The lore-http MCP server exposes a structured search interface to the public-inbox archives at lore.kernel.org. Useful tools and their cost class:

toolwhat it doesreliability (current state)
lore_activityper-file activity counts over timereliable
lore_file_timelineper-year file touchesreliable
lore_substr_subjectbyte substring on subject_rawreliable
lore_messagefetch one message by IDreliable
lore_searchfused BM25 + trigram + metadataserver-side issue: BM25 generation behind corpus, fails ~40% of the time
lore_regexDFA regex over subject/from/prose/patchreliable but slow
lore_threadwalk thread by message-idtimes out at 5s on long threads
lore_countaggregate counts over predicatesreliable for cheap predicates

The 40% lore_search failure rate observed in the top-1000 sweep is a known server-side issue (BM25 needs --with-bm25 rebuild). The prompt explicitly instructs the model to fall back to lore_regex or lore_file_timeline rather than retry the same failing query.

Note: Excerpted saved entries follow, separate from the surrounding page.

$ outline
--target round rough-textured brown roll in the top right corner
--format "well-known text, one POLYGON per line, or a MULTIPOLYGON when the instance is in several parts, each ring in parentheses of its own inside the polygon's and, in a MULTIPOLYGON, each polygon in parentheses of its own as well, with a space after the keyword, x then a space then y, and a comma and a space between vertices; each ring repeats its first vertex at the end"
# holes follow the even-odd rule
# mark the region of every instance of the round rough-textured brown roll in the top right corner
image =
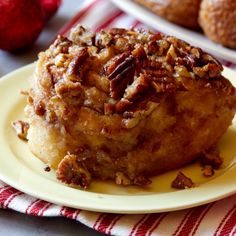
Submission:
POLYGON ((211 40, 236 49, 235 0, 203 0, 199 23, 211 40))

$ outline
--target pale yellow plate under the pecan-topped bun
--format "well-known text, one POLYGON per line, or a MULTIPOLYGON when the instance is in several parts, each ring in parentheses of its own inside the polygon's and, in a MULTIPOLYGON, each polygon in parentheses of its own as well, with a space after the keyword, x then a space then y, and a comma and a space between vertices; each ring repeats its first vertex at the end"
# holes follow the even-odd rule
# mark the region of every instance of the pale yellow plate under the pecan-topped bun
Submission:
MULTIPOLYGON (((170 188, 179 170, 153 178, 149 187, 120 187, 111 182, 92 183, 87 191, 74 189, 57 181, 54 171, 45 172, 45 165, 31 154, 27 143, 18 139, 11 121, 25 119, 25 98, 20 90, 29 87, 34 64, 6 75, 0 80, 0 179, 34 197, 79 209, 99 212, 151 213, 173 211, 224 198, 236 192, 236 120, 221 140, 223 167, 211 178, 201 175, 198 163, 181 168, 196 183, 186 190, 170 188)), ((226 77, 236 73, 225 69, 226 77)))

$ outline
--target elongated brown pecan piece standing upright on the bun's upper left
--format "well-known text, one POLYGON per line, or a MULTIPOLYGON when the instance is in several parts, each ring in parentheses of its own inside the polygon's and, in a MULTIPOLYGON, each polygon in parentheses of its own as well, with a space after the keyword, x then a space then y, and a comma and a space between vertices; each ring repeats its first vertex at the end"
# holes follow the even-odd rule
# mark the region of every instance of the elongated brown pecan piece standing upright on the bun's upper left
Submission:
MULTIPOLYGON (((78 81, 78 77, 80 75, 80 70, 85 62, 85 60, 89 57, 89 53, 87 48, 83 48, 80 52, 75 55, 73 60, 70 62, 67 74, 70 76, 70 79, 73 81, 78 81), (72 76, 71 76, 72 75, 72 76), (74 75, 74 76, 73 76, 74 75)), ((81 80, 81 78, 79 78, 81 80)))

The lore_file_timeline tool is the workhorse. The two high-confidence remove verdicts (packetengines, fujitsu) were both driven by lore_file_timeline calls that surfaced active upstream removal patches.

codex exec exposes the native Responses web_search tool to the model even without the --search top-level flag (which is TUI-only). This appears to be enabled by default when any MCP server is configured. We treat that as observed behaviour rather than a guarantee — if a future codex upgrade removes implicit web_search, fall back to a brave/serpapi MCP server registered in ~/.codex/config.toml.

In the corpus, web search is heavily used (199 calls across the top-100 sweep) and contributes most of the deployment evidence (distro package pages, vendor EOL notices, virtualisation guest docs, OpenWrt/postmarketOS wikis).

Per-driver output directory

Every probe writes to data/dossiers/<driver-path>/:

prompt.md               the prompt sent to codex
dossier.json            the schema-validated verdict
events.jsonl            full codex event stream (tool calls, tokens, ...)
stderr.log              codex stderr (rarely interesting; lei daemon failures land here)
static_features.json    phase-1 git-log facts
meta.json               invocation receipt: model, kernel SHA, since date, tokens, elapsed
summary.json            derived: verdict + tool counts + tool log

The directory is self-contained. Anyone reading data/dossiers/drivers/foo/bar/ can reconstruct exactly what was asked, what tools fired, what the model said, and what kernel state it was reasoning against.

Idempotence and re-runs

phase2_probe.py skips any driver whose dossier.json already exists. To re-probe:

# Single driver
rm -rf data/dossiers/drivers/foo/bar
uv run --script scripts/phase2_probe.py ... --paths drivers/foo/bar

# Force the whole shortlist
uv run --script scripts/phase2_probe.py ... --force

Mixing model versions across a corpus is fine — each meta.json records its own model_reasoning_effort and timestamp. The build_index step picks them up uniformly.

Cost characteristics

Empirical (top-1000 sweep, 858 dossiers):

  • 76.7s avg wall-clock per real probe
  • 12.8s avg for not-a-driver early-exits (significant saving)
  • 78% input-token cache hit rate across consecutive probes
  • ~165k input + ~3k output tokens per real probe
  • ~$0.20-$0.30 per probe at gpt-5.4 pricing
  • ~$240 for the full top-1000

The cache hit rate matters: the codex system context is reused across calls, so amortised cost per driver drops substantially in a long batch. A single-shot probe pays full price; a batch of 100 pays roughly 22% of that per driver.

Concurrency

The current runner is single-threaded. Phase-2 probes are CPU- light and IO-bound (waiting on codex/MCP/web), so a 4-way concurrent runner would drop wall-clock by roughly 4x. Adding that is asyncio.gather over the shortlist with a semaphore; roughly 30 lines. Current corpus was built serial, but this is the obvious next improvement for further scale.